With the days of Blink-182 behind him, Tom DeLonge has started focusing on a new project in life. After treating it as a hobby that began in his youth, the musician has set a course of proving the existence of extraterrestrial life. Earlier this year, Donald Trump's Pentagon declassified a batch of videotapes that include something UFO hunters claim is cold, hard evidence proving the existence of life outside of Earth. According to DeLonge, he and his circle have helped set up briefings with the White House in an effort to provide transparency to the masses.
After rumors surfaced aplenty in the closing days of the Barack Obama administration, DeLonge says he made sure the incoming group of officials knew what they were in for. “I don’t know what he [Trump] knows, but I do know that we helped set up briefings for the White House," DeLonge tells the Guardian about his efforts.
The world of UFOs and UAPs — unidentified aerial phenomenon, a new term coined in part by the United State government — isn't something entirely new to the musician. He's had an invested interest since grade school and after Blink's first big payday, he went out and bought himself a computer so he could get even further entrenched in the topic.
According to DeLonge, people "need to buckle up and open their minds" about the topic. “It’s not conspiratorial," he adds. "Anybody can go on to the CIA website and read thousands of reports. There’s just a vacuum of conversation.
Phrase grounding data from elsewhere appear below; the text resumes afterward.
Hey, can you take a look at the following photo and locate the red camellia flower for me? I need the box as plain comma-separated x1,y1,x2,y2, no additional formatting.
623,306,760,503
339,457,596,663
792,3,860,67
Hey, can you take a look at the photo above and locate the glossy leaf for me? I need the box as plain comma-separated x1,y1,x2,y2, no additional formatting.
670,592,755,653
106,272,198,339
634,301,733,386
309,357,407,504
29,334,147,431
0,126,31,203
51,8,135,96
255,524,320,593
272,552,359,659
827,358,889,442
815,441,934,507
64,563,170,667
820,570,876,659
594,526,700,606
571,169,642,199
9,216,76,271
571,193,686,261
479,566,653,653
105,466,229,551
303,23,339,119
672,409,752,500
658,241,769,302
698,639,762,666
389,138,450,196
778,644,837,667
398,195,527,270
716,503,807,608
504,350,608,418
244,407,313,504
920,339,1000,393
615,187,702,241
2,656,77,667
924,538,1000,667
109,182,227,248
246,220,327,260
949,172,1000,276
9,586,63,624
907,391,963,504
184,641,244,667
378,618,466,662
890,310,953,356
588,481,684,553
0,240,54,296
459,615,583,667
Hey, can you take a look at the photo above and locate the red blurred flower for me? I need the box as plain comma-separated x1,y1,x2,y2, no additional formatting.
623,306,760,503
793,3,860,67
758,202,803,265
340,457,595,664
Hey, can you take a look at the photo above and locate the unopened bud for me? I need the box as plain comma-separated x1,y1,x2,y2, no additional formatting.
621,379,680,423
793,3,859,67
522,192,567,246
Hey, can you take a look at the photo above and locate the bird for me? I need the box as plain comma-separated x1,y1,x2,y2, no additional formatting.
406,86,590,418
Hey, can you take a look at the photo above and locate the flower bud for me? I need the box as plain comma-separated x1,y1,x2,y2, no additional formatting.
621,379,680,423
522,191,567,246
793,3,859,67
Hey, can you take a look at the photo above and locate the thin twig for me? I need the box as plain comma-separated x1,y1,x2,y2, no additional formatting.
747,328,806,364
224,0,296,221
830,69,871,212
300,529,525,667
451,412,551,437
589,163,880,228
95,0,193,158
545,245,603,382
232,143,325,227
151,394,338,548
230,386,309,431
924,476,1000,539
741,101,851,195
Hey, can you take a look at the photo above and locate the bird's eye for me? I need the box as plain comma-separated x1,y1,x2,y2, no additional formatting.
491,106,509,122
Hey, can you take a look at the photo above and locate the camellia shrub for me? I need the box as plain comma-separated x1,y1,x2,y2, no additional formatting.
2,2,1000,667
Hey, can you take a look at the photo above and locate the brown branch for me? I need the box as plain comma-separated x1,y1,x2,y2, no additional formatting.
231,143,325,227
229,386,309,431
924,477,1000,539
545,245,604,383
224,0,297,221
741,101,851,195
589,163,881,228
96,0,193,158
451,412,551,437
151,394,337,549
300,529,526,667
Our government has had decades of the very difficult burden of dealing with something that is extremely advanced but poorly understood. They need time to dig into this, to understand it, to gather data and analyze it.”
The tapes released earlier this year show pilots chasing a UAP, confirming they — or anyone in their immediate organizational chart — were unsure of what the craft was. In the same interview, DeLonge let on he knew quite a bit of the stuff Trump's administration is still holding back, admitting he couldn't share it because it was a matter of national security.
"I thought I knew most of the unnerving parts, then I was briefed on something and I didn’t sleep for three nights," DeLonge concludes. "I think what’s going to come is a greater understanding of who we are and where we need to go. And that excites me, because I do believe something beautiful can come from something so unnerving.”